When Republicans Deliberately Sowed a Financial Crisis

HEATHER COX RICHARDSON

The following excerpt from BLOOMBERG discusses the result of the election of 1892 where the Republicans lost unexpectedly to the Democrats. The Republicans and their business allies resolved to destroy the economy to get even and bring themselves to power in the next election. We should be happy that no one would conduct such a nefarious activity today, would they?

In 1892, a dramatic Democratic victory prompted Republicans to sabotage the economy in order to ruin the incoming administration.

Then, as now, Republican insiders couldn’t believe that misguided voters had bucked the wise business leaders who backed the Republican incumbent. At the annual meeting of the Chamber of Commerce, held at the fancy Delmonico’s restaurant shortly after the election, members commiserated over vintage wine and an expensive dinner. Republican railroad baron Chauncey Depew snarled to his comrades about the Democrats who had just taken over Congress and the White House for the first time since the Civil War. “Business interests” were dangerous, he warned, and the Democrats had better be careful.

Outgoing President Benjamin Harrison and his men had presided over what they dubbed a “businessman’s administration.” The nation’s industrial giants ran their corporations without the nuisance of foreign competition, thanks to a high tariff wall the Republicans had maintained since 1861. Safe behind this wall, men like Andrew Carnegie and J.D. Rockefeller could carve up markets and charge whatever prices they wanted. When workers and farmers complained that high prices were ruining them, the Republican Congress responded in 1890 by raising rates even higher. The Harrison administration had been “beyond question the best businessman’s administration the country has ever seen,” the members of one Republican business association insisted.

Farmers and workers agreed, and they turned away from the Republican Party. In 1892, voters re-elected Democrat Grover Cleveland (who had already served a term as president from 1885 to 1889) to the White House on a promise to reform the tariff that protected big business. They also elected a Democratic Congress.

Republicans were outraged. The Democrats would destroy the economy, they predicted. Their policies would throw people out of work. The unemployed would starve in the streets. But, the staunchly Republican Chicago Tribune mused, “perhaps the working classes of the country need such a lesson.”

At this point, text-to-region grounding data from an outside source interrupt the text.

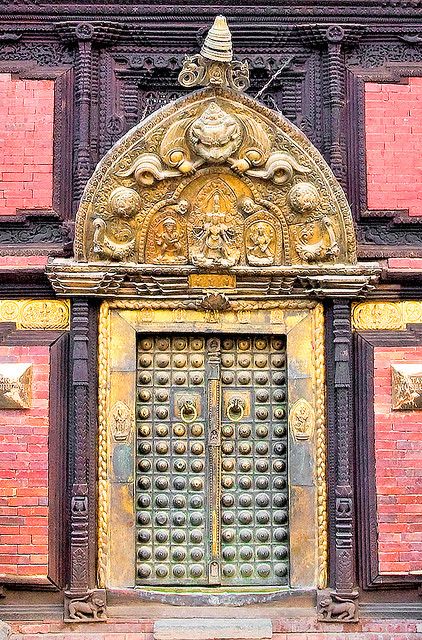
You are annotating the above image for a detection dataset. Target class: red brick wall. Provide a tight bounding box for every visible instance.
[374,346,422,574]
[365,77,422,217]
[8,617,421,639]
[0,73,54,216]
[0,345,50,579]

Businessmen set out to teach it to them. Although economic indicators remained steady, Republicans trumpeted that businessmen feared a coming catastrophe. The Democrats had only won with the votes of “socialists and anarchists,” Republican Senator Henry Teller of Colorado railed. Such men would deliberately create rampant inflation to wipe out their debts. Or they might slice away the tariffs altogether, throwing industry into a global market where foreign competition would instantly undercut it. Businesses would fail overnight. Newspapers warned investors to avoid stocks, which could only plummet under the new administration.

* * * * * * *

On Feb. 20, 1893, Wall Street crashed, taking more than $20 million with it. The next day, the plunge continued. Businesses folded overnight, starting the Panic of 1893. Over the next two years, the country convulsed with riots, strikes, and marches on Washington by farmers and workers demanding relief.

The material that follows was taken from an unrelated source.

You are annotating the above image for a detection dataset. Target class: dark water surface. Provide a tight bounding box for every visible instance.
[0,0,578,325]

Republicans had set out to sow fear and panic in advance of the transfer of power. It worked. The crisis hit in the last days of the Harrison administration, but the Republicans successfully blamed the chaos of 1893-1894 on the Cleveland administration and the new Congress. The falling wages, unemployment, business failures, strikes and desperation all proved what they had always said: Democrats destroyed the economy.